Easily monitor incoming tweets
With Slack’s Twitter app, it’s easy to allocate a channel to all mentions of your company on social media. Connect the app to your company’s Twitter account and point it at a newly created channel, and you’ll get a steady stream of tweets that all mention your company, automatically sent into Slack the moment they’re posted.
From there, teammates can discuss customer feedback in Slack threads and collaborate on how best to respond on Twitter using your company account. You can use the reacji channeler to auto-repost any highly critical tweets to a dedicated #beeftweets channel, where people in the company can discuss ways to fix any problems a customer is experiencing. This is also especially helpful for product education teams, who can use tweets to pinpoint areas of customer confusion and use that to guide future tutorials.
Once you have all of your tweets inside a Slack channel, you’ll be surprised at how often they’re posted elsewhere in Slack, either to highlight positive reviews or illustrate problems to be solved by others.

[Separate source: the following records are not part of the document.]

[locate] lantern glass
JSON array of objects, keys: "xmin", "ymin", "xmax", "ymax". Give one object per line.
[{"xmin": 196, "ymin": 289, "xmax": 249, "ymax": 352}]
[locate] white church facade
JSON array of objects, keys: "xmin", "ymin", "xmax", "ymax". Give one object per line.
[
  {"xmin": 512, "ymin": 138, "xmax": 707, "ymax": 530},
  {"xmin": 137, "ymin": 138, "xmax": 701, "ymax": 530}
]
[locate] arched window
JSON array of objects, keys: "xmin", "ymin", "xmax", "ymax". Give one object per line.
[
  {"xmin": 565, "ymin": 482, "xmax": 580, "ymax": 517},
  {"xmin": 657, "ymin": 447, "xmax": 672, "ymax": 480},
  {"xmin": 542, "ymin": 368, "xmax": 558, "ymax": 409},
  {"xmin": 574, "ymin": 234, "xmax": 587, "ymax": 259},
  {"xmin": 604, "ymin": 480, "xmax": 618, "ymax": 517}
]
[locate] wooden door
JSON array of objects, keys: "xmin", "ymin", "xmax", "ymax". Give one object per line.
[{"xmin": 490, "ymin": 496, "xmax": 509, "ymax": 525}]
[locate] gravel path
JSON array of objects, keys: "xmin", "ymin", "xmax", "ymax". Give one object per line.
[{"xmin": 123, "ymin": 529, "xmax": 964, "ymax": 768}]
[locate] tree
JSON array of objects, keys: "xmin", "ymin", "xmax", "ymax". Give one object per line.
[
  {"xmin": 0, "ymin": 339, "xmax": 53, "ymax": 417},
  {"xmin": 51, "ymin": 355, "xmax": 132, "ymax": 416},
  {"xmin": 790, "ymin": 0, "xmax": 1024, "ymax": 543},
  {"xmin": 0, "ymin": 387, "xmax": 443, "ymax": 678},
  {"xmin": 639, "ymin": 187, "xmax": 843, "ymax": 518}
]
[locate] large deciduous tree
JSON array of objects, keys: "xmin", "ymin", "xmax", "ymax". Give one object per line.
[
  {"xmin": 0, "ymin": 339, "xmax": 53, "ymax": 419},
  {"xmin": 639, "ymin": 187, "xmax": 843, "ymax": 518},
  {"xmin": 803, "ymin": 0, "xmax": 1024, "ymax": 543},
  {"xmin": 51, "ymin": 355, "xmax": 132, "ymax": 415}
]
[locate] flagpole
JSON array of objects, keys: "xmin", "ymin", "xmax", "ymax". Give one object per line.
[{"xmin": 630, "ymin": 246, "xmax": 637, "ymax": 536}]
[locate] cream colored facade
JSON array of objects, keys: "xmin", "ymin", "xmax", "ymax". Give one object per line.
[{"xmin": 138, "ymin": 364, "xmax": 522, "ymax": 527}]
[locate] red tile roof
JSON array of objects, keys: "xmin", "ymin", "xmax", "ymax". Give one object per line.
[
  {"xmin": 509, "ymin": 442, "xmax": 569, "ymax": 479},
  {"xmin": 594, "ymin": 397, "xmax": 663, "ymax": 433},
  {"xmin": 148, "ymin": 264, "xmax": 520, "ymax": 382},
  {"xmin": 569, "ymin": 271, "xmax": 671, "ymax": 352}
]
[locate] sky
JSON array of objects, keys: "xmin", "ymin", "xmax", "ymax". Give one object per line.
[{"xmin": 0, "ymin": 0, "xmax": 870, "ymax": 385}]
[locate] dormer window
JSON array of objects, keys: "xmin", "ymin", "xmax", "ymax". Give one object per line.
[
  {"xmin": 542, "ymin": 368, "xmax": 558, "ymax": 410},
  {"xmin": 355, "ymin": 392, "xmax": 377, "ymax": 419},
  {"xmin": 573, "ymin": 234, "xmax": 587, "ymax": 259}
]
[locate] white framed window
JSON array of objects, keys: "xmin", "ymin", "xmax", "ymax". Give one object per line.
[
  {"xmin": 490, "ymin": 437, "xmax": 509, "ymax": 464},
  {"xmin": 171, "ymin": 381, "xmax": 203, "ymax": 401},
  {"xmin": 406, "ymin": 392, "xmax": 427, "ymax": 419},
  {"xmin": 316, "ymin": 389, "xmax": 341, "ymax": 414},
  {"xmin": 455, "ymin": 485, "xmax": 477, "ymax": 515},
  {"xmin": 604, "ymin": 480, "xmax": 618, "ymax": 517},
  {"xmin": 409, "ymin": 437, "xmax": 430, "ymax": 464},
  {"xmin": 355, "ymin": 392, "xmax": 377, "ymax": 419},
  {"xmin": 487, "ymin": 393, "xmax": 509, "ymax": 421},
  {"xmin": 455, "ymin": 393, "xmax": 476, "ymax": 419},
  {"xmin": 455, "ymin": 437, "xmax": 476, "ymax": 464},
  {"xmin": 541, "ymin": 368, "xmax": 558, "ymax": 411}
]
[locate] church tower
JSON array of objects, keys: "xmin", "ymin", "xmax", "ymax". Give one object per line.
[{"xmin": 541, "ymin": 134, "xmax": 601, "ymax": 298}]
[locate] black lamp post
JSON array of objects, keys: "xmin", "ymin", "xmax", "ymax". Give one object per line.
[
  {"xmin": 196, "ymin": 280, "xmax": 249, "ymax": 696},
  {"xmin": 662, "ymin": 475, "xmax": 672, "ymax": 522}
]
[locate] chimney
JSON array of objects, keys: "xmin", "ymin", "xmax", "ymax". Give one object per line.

Turn Slack into your inbox for contact forms
One of the most overlooked features in Slack for all paid teams is the ability to designate an email address for a channel, where every incoming email appears as a new message. For small companies that get a handful of emails sent through their website’s contact form, piping those into Slack saves everyone a trip to their web browser to check for messages. It also means you can have large groups of people monitoring the company contact form. Teams can discuss and plan their replies, use the 👀 emoji reaction to show you’re looking and responding, and mark responses that were sent with a ✔ reaction to let everyone know it was taken care of.
Managing Net Promoter Score (NPS)
If you’ve ever gotten asked on a company’s website how likely you are to recommend a product to others, you took an NPS test. It’s one of the most popular ways for businesses to keep a pulse on the happiness of their customers, and there are a handful of apps for Slack to help you send NPS responses into a channel for your team to review.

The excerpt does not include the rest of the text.